O trenó escorregava mal nos caixilhos já gastos; a tiragem ia-se tornando cada vez mais penosa; as dificuldades do terreno não diminuíam, e os viajantes, sobre terem de se haver com um continente de natureza vulcânica, ouriçado e sulcado de cristas e arestas vivas, tinham-se visto forçados a subir, pouco a pouco, à altura de mil e quinhentos pés, para transporem as cumeadas das montanhas. A temperatura ali era ainda mais áspera; as ventaneiras e os turbilhões desencadeavam-se com violência sem igual, e era um triste espectáculo ver aqueles desventurados arrastarem-se por tão desoladas alturas.

Demais a mais, todos eles iam atacados do mal de brancura. Aquele brilhar uniforme fazia agonias, entontecia, produzia vertigens; parecia que faltava o terreno, que não oferecia nenhum ponto fixo em todo o imenso lençol branco. A sensação que os viajantes experimentavam era a do balanço de um navio quando o convés foge debaixo dos pés ao marinheiro, e nenhum deles podia acostumar-se àquela sensação, cuja continuidade acabava por lhes entontecer a cabeça. Apoderava-se-lhes então dos membros tal torpor, do espírito tal sonolência, que por vezes caminhavam como homens que estivessem quase adormecidos. Vinha tirá-los daquela inércia um solavanco, uma topada inesperada, às vezes mesmo uma queda. Poucos instantes depois, porém, voltavam à interrompida letargia.

A 25 de Janeiro começaram os viajantes a descer por vertentes quase a prumo e as fadigas da jornada cresceram ainda naqueles gelados declives. Ali, um passo em falso, aliás dificílimo de evitar, podia precipitá-los em barrancos profundíssimos, onde ficariam perdidos irremediavelmente.

Ao anoitecer, uma tempestade extremamente violenta varreu as cumeadas nevadas. Ninguém podia resistir à violência do furacão; era forçoso deitarem-se no chão, mas, como a temperatura era extremamente baixa, corria-se o risco de ficar instantaneamente gelado.

Bell, com o auxílio de Hatteras, construiu, com grande sacrifício, uma snow house, em que aqueles desgraçados procuraram guarida. Logo que se encontraram lá dentro, ingeriram alguns bocados de pemmican e um pouco de chá quente. O espírito de vinho que restava não chegava a quatro galões e era necessário gastar dele para matar a sede, porque convém saber que a neve não pode ser absorvida sob a sua forma natural; é preciso derretê-la.
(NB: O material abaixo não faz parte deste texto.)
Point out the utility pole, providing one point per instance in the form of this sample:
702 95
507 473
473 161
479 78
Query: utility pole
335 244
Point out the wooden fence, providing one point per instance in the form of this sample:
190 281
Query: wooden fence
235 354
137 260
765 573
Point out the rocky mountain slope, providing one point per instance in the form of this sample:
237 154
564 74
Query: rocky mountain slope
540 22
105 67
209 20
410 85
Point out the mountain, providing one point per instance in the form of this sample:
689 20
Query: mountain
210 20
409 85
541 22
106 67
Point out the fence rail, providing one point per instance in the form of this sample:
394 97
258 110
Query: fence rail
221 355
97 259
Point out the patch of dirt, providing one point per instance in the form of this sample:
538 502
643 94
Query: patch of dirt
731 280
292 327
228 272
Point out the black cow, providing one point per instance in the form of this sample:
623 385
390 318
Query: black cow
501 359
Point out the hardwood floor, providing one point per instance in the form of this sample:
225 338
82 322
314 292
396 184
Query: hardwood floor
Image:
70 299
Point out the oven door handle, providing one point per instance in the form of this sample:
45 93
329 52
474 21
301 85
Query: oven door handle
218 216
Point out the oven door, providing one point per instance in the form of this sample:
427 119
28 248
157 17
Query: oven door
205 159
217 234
Nas regiões temperadas, onde o frio desce apenas abaixo do ponto de congelação, a neve não produz efeitos nocivos, mas, além do círculo polar, o caso é muito diferente: chega a uma temperatura tão baixa que é tão impossível agarrar-lhe com a mão como num pedaço de ferro em brasa, apesar de a neve ser péssimo condutor do calórico. Assim, há uma diferença tal de temperatura entre a neve e o estômago, que a absorção dela produz uma espécie de sufocação. Os esquimós preferem sofrer os mais longos tormentos a matar a sede com a neve, que por forma alguma pode substituir a água e que, em vez de matar a sede, a aumenta. Por consequência, os viajantes não podiam beber sem derreter a neve, queimando espírito de vinho.

Às três da manhã, na maior força da tempestade, chegou a vez do doutor de fazer o seu quarto de vigia. Estava ele encostado num dos ângulos da casa, quando lhe chamou a atenção um lamentoso queixume de Simpson. Levantou-se para lhe prestar os seus bons ofícios, mas quando ia a levantar-se deu uma grande pancada com a cabeça na abóbada de gelo.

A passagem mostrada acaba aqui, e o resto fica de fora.